20-04-2018 - Henrique Pratas

Dando sequência ao mote do colaborador do “Noticias de Almeirim”, José Janeiro, acho que os Bancos Portugueses são uma espécie de máfia à portuguesa ou de sociedades secretas, tal e qual como Mário Soares afirmava que o Partido Socialista era o partido que defendia o socialismo à portuguesa. À portuguesa só conheço o cozido, mas lendo e pensando no que ele escreveu e dos poucos nomes que apontou, porque muitos mais existem e ficaram por apontar e seria fastidiosos para todos os vós vejo e constato que para os Bancos tem que existir dinheiro, pode não haver dinheiro para aumentar os funcionários da administração pública que custariam ao Orçamento de Estado cerca de 300 milhões de euros, fazendo um incremento salarial igual ao da inflação que este Governo proclama de ser 1,4%, este seria o custo para todos nós se aumentássemos os funcionários do Estado, mas para injetar dinheiro na Caixa Geral de Depósitos e no Novo Banco, o Estado que somos todos nós, vai despender uma valor superior em 28 vezes o que referi ou seja a módica quantia de 8.400.000.00,00 €.

Tenho muita dificuldade em entender estas opções e fico cada vez mais com a certeza que somos nós cidadãos comuns, trabalhadores e contribuintes deste País, que andamos a tapar os buracos criados pelas más práticas de gestão no setor bancário. Mais acresce a isto tudo que o Novo Banco já afirmou que iria encerrar 73 agências e despedir mais de 400 trabalhadores. Tudo isto me soa muito mal aos ouvidos, então contrataram um gestor de alto gabarito e o resultado do seu trabalho é este, tanto quanto sei o Novo Banco é um banco privado porque é que não vão confiscar os ativos dos acionistas que praticaram as habilidades que praticaram para que o desfecho do Banco fosse este, porque é que somos nós contribuintes que temos que suportar estes prejuízos com injeções de capital para que os donos disto tudo possa continuar a brincar com isto tudo. Porque é que sendo o Novo Banco, privado não se deixa ir à falência, como acontece em muitas empresas que entram por práticas de má gestão? Porque provavelmente há muita gente que andou a comer dentro da mesma “gamela” e os interesses instalados são muitos.
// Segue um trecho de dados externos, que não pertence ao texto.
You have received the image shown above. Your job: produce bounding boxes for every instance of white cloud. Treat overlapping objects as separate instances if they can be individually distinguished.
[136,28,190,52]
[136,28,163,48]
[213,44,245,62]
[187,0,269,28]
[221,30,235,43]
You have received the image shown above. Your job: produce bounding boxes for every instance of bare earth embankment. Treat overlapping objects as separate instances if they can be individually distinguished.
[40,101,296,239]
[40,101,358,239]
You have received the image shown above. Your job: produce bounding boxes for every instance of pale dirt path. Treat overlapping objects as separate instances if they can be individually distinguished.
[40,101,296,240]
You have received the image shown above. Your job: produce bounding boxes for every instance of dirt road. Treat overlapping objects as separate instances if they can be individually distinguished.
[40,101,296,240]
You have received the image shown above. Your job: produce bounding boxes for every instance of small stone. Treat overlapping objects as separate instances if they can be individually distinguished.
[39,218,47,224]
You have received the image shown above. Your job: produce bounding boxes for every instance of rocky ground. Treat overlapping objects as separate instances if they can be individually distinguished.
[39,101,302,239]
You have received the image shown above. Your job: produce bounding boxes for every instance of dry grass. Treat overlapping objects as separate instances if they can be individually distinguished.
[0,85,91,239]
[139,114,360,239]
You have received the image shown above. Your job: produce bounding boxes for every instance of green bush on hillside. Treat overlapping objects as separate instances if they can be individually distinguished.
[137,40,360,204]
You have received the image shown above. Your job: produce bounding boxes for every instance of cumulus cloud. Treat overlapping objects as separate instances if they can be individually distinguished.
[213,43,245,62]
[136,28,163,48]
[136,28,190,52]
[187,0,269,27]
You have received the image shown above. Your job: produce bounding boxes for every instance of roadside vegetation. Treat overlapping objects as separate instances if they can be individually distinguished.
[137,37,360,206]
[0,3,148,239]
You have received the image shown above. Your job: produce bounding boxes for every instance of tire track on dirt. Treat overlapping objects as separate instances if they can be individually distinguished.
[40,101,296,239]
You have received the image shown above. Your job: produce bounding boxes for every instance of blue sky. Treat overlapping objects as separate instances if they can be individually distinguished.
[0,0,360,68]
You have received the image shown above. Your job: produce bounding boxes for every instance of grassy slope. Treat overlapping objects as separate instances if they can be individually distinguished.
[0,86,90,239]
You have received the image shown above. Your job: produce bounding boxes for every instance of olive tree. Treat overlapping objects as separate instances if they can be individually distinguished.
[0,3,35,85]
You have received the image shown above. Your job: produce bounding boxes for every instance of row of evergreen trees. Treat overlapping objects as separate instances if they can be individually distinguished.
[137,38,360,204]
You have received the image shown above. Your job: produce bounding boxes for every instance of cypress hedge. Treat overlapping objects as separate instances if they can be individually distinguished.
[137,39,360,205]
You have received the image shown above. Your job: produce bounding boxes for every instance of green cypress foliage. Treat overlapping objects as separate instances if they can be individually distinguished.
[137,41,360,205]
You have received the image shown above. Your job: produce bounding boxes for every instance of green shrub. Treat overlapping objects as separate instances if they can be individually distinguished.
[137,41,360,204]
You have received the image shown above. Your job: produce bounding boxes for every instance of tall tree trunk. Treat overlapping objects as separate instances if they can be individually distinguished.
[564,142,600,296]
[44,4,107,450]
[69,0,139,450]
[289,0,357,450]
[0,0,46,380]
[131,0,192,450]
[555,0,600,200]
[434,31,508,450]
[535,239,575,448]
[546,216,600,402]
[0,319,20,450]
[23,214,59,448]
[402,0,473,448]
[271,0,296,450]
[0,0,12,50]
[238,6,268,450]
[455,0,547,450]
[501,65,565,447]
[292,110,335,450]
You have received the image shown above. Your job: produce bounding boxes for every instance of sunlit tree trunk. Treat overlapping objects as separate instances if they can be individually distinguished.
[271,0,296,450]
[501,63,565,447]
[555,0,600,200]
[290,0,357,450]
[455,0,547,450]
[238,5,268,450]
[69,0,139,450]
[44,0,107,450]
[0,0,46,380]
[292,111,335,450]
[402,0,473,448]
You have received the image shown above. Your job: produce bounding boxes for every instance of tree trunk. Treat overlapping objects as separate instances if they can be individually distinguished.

O que é que fazem aos devedores de fortunas imensas que passeiam na nossa sociedade e que são sobejamente conhecidos de todos nós, passeiam-se por este País e pelas nas nossas ruas, como se não tivessem feito nada, pudera têm sociedade de advogados a defendê-los e a protelar julgamentos, com o intuito de os processos judiciais prescreverem, porque é que não lhes penhoram os ativos que sabem de fonte fidedigna que são deles, independentemente de estarem em seu nome ou não ou fora do território nacional, não podem, não querem ou não lhes dá jeito, tudo isto tem contornos “mafiosos”, onde impera o secretismo e o “entendimento” tácito entre todas as entidades bancárias, construírem mais um feudo, deixaram de ser um prestador de serviços para passarem a ser setores de atividade económica “paralela” e com regras de funcionamento nada transparentes. A mesma coisa se aplica à Caixa Geral de Depósitos, que apesar de ser um Banco público, praticaram-se atos de gestão completamente desastrosos por comissários políticos que lá foram colocados pelos diferentes partidos políticos do arco da governação, tanto do PPD/PSD, CDS e do PS, que nunca sabemos de que lá é que está ou sabemos estão do lado dos interesses deles.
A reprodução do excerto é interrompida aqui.